Whereas his collaboration with Daniel Martin Moore on 2010's excellent Dear Companion brought a high-minded approach to the musical traditions of his home state of Kentucky, Ben Sollee moves away from the sounds of Appalachia on his second solo album, Inclusions, focusing instead on a progressive take on modern pop. Given the classically trained cellist's indie leanings, it isn't surprising that Sollee would follow in the vein of acts like Sufjan Stevens, but it's a testament to his unique talents that Inclusions emerges as a distinctive, compelling record.
It's the meticulous nature of Sollee's cockeyed pop compositions that draw the most immediate comparisons to Stevens's best work. The interplay between the jazz-like, gently brushed snares and the unexpected diminished chords in the horn section on "Bible Belt" heightens the low-key tension of the song. It's a structurally brilliant little maneuver and a tricky bit of songwriting that manages to be sophisticated without drawing undue attention to itself. The cacophony of mandolins, autoharp, and "found" wind instruments that kicks in on the chorus of lead single "Close to You" is similarly impressive, balancing dissonant sounds with a catchy pop melody that builds to a simple but effective hook.
That producer Duane Lundy leaves ample breathing room in the mixes of each track works to the album's advantage. There's no "loudness war" compression going on here, with every note from every instrument ringing with clarity and precision. The looseness of the production is well-matched to Sollee's songwriting, unlike the songs on Stevens's The Age of Adz or John Vanderslice's underwhelming White Wilderness, Sollee's "Captivity" and "Electrified" are densely layered without sounding fussy and overworked.

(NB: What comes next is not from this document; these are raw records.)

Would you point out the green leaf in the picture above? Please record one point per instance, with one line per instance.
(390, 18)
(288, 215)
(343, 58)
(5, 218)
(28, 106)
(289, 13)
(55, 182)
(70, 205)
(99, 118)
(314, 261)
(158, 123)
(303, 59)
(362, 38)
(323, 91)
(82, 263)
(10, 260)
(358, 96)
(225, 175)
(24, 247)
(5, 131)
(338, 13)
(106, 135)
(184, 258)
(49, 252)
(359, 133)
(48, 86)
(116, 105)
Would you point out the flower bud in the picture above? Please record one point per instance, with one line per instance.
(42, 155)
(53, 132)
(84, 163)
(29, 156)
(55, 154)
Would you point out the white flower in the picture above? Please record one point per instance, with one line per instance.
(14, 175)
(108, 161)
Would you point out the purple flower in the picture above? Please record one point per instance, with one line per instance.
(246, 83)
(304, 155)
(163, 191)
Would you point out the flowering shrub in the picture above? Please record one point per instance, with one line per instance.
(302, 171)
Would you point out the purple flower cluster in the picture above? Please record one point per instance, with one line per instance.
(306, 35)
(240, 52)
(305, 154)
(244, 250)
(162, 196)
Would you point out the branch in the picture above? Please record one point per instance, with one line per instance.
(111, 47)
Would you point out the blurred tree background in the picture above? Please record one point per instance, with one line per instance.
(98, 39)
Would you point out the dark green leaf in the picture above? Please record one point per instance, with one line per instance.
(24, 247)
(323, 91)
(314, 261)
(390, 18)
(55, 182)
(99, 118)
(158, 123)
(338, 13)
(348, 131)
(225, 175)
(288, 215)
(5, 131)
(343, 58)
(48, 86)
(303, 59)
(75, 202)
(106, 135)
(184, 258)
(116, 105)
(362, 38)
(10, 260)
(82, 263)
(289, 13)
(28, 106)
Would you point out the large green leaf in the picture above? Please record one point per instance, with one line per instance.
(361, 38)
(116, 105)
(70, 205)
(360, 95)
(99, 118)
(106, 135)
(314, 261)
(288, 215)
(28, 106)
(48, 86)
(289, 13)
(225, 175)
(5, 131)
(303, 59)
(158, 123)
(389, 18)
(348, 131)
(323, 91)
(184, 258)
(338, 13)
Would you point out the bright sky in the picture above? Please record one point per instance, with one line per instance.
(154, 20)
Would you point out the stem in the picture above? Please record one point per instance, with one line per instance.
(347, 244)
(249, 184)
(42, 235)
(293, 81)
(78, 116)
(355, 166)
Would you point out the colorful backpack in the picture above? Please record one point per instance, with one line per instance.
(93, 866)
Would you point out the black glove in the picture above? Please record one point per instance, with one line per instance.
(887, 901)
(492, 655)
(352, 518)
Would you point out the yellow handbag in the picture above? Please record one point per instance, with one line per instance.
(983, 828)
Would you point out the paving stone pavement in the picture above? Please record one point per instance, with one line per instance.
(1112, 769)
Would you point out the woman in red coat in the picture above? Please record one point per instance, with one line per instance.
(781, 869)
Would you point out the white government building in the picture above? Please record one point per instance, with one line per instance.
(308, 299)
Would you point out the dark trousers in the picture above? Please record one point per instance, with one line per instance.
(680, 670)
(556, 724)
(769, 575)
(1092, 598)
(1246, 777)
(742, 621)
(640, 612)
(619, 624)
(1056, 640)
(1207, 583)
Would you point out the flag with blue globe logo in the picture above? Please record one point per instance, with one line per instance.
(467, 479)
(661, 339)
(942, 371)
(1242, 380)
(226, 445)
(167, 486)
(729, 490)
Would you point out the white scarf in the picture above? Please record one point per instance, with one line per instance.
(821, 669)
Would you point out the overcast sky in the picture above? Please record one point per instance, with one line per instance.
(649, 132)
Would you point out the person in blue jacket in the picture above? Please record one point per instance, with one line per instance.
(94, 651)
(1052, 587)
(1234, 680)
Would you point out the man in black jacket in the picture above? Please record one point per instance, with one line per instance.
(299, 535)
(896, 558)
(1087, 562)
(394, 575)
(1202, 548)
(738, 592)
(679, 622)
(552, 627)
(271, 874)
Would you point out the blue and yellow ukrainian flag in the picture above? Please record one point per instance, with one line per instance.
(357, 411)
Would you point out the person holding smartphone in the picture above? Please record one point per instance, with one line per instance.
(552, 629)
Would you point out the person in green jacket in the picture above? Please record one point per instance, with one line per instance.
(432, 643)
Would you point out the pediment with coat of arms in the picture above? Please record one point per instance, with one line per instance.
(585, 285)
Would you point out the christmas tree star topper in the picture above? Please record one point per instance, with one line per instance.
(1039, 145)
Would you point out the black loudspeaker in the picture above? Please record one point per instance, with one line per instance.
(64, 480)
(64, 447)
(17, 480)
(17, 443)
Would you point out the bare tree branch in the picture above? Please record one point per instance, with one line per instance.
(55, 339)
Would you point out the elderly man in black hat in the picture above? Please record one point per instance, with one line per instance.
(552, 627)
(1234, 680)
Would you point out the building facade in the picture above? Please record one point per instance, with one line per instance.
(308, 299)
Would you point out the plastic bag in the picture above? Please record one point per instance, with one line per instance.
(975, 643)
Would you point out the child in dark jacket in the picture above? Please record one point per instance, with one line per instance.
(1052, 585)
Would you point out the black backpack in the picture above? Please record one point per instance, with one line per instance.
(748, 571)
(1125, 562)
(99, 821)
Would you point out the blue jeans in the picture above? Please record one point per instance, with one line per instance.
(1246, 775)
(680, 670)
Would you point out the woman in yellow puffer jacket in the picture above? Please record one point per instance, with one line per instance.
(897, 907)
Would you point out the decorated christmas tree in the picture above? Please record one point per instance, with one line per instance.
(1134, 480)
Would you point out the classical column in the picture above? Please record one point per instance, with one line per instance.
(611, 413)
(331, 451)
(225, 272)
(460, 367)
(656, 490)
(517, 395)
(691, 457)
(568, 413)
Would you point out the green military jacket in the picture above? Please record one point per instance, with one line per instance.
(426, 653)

The same can be said of Sollee's lyrics. Though he skewed a bit twee on his contributions to Dear Companion, his writing is more concise and mature here. Standout "The Globe" uses the burning of Shakespeare's theater as a conceit for a clear-eyed meditation on love, while the minimalist "Huddle on the Roof" conveys an entire album's worth of soulfulness and spiritual disquiet in its scant five lines. "Cluttered Mind" is perhaps too on the nose as a bit of stream of consciousness, and "Bible Belt" tosses in a distracting reference to buying a dress "at Target 'cause it cost less," but these are minor missteps on an album that stands as a confident step forward for Sollee.